So far, so good. You must admit that these rules are really beautifully simple. It's time to write a Python script to test if I can get it up and running.

After some time, and some frustrating errors originating from Qt, my particles came to life. Below, you can find the whole script. I tried to add explicit comments to every line so that there aren’t any confusing bits. A little note about system parameters: those are arbitrarily chosen values. You have to experiment for a bit to see what works and what doesn’t.

import numpy as np
import colorsys as cs
import random as rd
import sys
import math
from PySide6.QtCore import *
from PySide6.QtWidgets import *
from PySide6.QtGui import *

width = 800
height = 800

#function definitions
def buildAttractionMatrix(m):
    return (m*2)-1 # Multiple random between [0.0,1.0] by 2 and substract one to get random between [-1.0,1.0]

#With HSL, unlike RGB, to change color we have to update only one value [[H]SL -> Hue]. Hence, it will work perfectly
#for generating predefined no of colors, sufficiently distinct from one another. Since our GUI library accepts only RGB colors,
#we have to convert it RGB.
def createColors(m):
    colors = list()
    for i in range(m):
        hueValue = (i *( 360/(m - 1)))
        #hsvtorgb() returns values between [0.0,1.0] hence i*255
        color = tuple(round(i * 255) for i in cs.hsv_to_rgb(hueValue/100,1,1))
        colors.append(QColor(color[0],color[1],color[2]))
    return colors

def force(d, f): #d - ratio of particles distance and max distance , f - force according to attraction matrix
    repRadius = 0.25 #universal repulsive force that prevents our particles from collapsing into each other
    #25% is an arbitrary value I tested to behave the best - feel free to experiment, like with other system parameters.
    if (d<repRadius):
        #if d is within the range of universal repulsive we return negative value. As the distance approaches 0 returned value approaches -1 which is max value
        #for our repulsive force
        return (d/repRadius - 1)
    elif (repRadius < d and d<1): #our distance is within max radius for standard force defined by attraction matrix
        #the closer we get the particles together, the stronger their interaction is.
        #As the particle move apart from each other, the force dissipates to reach 0 as we
        #reach max radius
        return f * (1-d)
    else:
        return 0 #particles are indiffirent to each other

def updatePositions():
    #we initiate a loop to update all particles in our system
    for i in range(n):
        #every particle will accumulate total force value we'll get by evaluating it's attraction to every other particle in the system. Hence, our algorithm
        #has a time complexity of O(n^2) if we don't add any optimizations.
        totalForceX = 0
        totalForceY = 0
        for j in range(n):
            if (i!=j):#we're not calculating the particle's influence on itself
                #calculating distance between tested particle (i) to all other particles (j)
                x = positionsX[j]-positionsX[i]
                y = positionsY[j]-positionsY[i]
                d = math.sqrt(x * x + y* y)

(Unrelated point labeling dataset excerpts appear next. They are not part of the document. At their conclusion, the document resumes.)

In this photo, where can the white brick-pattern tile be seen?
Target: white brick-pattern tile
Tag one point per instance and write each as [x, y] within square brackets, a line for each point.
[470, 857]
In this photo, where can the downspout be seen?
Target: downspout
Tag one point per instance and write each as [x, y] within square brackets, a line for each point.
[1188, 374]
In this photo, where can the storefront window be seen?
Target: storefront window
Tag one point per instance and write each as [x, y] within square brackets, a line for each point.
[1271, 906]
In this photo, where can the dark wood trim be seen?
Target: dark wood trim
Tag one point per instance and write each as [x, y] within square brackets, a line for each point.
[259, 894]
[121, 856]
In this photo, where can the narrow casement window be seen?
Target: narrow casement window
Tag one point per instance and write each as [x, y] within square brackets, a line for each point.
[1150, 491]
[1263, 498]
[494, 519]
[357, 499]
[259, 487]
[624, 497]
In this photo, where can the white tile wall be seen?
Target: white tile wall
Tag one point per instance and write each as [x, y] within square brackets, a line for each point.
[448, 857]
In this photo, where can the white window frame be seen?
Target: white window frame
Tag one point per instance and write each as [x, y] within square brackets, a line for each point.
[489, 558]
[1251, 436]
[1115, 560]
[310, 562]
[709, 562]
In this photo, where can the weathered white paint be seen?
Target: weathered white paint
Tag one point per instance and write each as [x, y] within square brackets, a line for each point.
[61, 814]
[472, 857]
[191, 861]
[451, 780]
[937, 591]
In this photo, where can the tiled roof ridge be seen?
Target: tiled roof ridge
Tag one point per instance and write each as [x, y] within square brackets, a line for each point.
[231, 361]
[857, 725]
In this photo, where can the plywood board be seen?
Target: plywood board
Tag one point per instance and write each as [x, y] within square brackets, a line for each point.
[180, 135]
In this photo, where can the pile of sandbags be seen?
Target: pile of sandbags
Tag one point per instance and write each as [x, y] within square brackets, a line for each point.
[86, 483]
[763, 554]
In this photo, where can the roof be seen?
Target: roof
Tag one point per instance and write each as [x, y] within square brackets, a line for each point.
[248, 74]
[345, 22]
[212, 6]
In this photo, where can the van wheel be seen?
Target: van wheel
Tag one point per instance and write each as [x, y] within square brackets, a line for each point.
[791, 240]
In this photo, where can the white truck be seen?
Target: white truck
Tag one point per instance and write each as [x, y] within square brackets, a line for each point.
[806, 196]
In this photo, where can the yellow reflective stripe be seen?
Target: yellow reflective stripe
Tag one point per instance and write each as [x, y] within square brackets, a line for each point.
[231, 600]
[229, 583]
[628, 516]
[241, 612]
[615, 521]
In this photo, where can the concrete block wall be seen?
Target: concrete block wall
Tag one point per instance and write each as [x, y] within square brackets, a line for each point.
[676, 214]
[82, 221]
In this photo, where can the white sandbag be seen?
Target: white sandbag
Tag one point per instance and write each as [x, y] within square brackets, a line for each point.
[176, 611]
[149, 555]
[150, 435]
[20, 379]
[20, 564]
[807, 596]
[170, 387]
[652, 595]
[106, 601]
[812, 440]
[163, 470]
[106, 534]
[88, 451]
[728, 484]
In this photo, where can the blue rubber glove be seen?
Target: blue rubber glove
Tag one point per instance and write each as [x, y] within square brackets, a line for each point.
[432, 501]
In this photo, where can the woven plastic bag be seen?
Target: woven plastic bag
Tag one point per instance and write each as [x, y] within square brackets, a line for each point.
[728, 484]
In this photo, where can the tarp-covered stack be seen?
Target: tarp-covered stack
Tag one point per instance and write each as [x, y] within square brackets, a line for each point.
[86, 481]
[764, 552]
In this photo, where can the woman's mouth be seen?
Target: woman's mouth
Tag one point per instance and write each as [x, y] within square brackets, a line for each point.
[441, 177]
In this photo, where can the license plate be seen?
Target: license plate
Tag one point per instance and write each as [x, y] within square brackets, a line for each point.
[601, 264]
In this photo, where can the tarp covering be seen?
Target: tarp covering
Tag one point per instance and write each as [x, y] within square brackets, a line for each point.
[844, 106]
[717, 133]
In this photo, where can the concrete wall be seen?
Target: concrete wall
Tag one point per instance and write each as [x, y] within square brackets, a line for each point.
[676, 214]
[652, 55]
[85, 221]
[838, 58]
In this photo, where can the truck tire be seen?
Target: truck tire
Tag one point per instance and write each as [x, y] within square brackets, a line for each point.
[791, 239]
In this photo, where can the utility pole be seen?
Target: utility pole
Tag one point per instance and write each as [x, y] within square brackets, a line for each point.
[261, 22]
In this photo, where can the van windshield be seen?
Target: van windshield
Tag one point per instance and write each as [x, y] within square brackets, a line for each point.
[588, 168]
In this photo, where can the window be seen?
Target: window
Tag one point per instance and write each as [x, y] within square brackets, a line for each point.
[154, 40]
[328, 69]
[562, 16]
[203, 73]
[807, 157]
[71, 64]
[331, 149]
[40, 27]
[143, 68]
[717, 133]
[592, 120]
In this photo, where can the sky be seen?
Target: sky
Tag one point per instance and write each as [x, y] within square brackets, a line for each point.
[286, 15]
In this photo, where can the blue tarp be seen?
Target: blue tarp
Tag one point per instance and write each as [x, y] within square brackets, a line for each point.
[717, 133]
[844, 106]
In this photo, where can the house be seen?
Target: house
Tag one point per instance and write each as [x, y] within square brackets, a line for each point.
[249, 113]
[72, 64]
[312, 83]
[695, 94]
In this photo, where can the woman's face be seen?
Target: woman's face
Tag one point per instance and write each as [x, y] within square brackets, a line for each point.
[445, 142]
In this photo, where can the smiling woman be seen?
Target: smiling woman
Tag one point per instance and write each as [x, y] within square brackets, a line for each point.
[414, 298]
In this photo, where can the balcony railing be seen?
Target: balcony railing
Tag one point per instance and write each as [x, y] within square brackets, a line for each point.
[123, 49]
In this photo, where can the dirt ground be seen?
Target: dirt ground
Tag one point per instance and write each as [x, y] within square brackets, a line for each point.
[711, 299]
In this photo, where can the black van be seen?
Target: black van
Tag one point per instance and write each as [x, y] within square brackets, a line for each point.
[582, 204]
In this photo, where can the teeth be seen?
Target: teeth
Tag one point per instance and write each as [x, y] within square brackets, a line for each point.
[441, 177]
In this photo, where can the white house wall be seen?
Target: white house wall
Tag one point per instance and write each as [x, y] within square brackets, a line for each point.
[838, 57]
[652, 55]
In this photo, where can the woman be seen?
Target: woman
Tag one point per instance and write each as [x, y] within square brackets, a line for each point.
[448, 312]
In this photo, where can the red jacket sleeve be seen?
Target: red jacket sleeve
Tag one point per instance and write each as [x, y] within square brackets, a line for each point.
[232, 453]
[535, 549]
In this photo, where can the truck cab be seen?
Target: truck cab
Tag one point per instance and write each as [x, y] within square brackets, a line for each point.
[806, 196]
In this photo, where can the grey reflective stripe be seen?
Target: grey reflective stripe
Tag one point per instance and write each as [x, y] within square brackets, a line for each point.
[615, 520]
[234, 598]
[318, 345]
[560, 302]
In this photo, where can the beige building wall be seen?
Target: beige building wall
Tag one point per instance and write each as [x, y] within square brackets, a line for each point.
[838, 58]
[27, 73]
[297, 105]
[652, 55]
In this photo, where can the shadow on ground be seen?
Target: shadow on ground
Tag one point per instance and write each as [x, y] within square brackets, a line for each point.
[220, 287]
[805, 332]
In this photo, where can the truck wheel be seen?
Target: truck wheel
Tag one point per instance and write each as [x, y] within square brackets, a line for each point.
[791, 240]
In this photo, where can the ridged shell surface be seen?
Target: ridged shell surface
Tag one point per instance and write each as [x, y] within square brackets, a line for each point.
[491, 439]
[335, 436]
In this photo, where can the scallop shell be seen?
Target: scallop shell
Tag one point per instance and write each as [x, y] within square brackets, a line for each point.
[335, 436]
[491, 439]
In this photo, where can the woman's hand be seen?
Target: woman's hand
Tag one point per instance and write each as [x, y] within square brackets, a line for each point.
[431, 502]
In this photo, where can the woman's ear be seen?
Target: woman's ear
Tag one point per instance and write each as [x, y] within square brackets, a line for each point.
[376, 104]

                if (d<radius): #we're only proceeding with calculating distance if the distance between particle is less than max radius we specified for our system
                    #1st param: We have to apply force proportionally to the distance between particles instead of simply using the value from out matrix
                    #2nd param: To get the right value from the attraction matrix we need to get colors of particles we test
                    f = force(d/radius, attractionMatrix[colors.index(particlesColors[i])][colors.index(particlesColors[j])])
                    #lets add our force for this particle (j) to our total forces for particle (i)
                    totalForceX+=(x / d)*f
                    totalForceY+=(y / d)*f
        #total force we just calculated will increase the particle's velocity
        velocitiesX[i]+=totalForceX
        velocitiesY[i]+=totalForceY
        #we have to apply friction so that our particles don't accumulate velocity forever
        velocitiesX[i]*=fr
        velocitiesY[i]*=fr
        #now that we have the particles velocity we can know how to change its position
        positionsX[i]+=velocitiesX[i]
        positionsY[i]+=velocitiesY[i]

#system properties
n = 400 #number of particles
m = 5 #number of colors
radius = 0.20
fr = math.pow(.5, 10) #friction

#init arrays to hold our values
attractionMatrix = buildAttractionMatrix(np.random.random((m,m))) #create 2-d matrix based on number of colors
colors = createColors(m)
particlesColors = [rd.choice(colors) for _ in range(n)] #every particle is assigned random color from colors we created
#every particle is assigned random position
positionsX = [rd.random() for _ in range(n)]
positionsY = [rd.random() for _ in range(n)]
#every particle is assigned velocity = 0
velocitiesX = np.empty(n, dtype=float)
velocitiesY = np.empty(n, dtype=float)

class Window(QWidget):
    def __init__(self):
        super().__init__()

    def paintEvent(self, event):
        painter = QPainter(self)

        updatePositions()
        for i in range(n):
            x = positionsX[i] * width
            y = positionsY[i] * height
            painter.setPen(particlesColors[i])
            painter.drawEllipse(x, y, 1, 1)
            self.update()


app = QApplication(sys.argv)
window = Window()
window.height = height
window.width = width
window.show()

sys.exit(app.exec())

Choosing the right language for the job

There’s just one problem. My code is embarrassingly inefficient. I haven’t implemented any optimizations yet, but I didn’t expect it to be so bad! I work on a decent machine with an M2 processor, but I was barely able to run 500 particles before the animation stopped being smooth. It was my first time writing any Python code, so I suspected stepping on mine of using an inappropriate data structure or an unfortunate library function call (for example, later on, when I was implementing the same thing in javascript, calculating distance using Math.hypot() instead of Math.sqrt(xx+yy) turned out to be nearly 10x slower).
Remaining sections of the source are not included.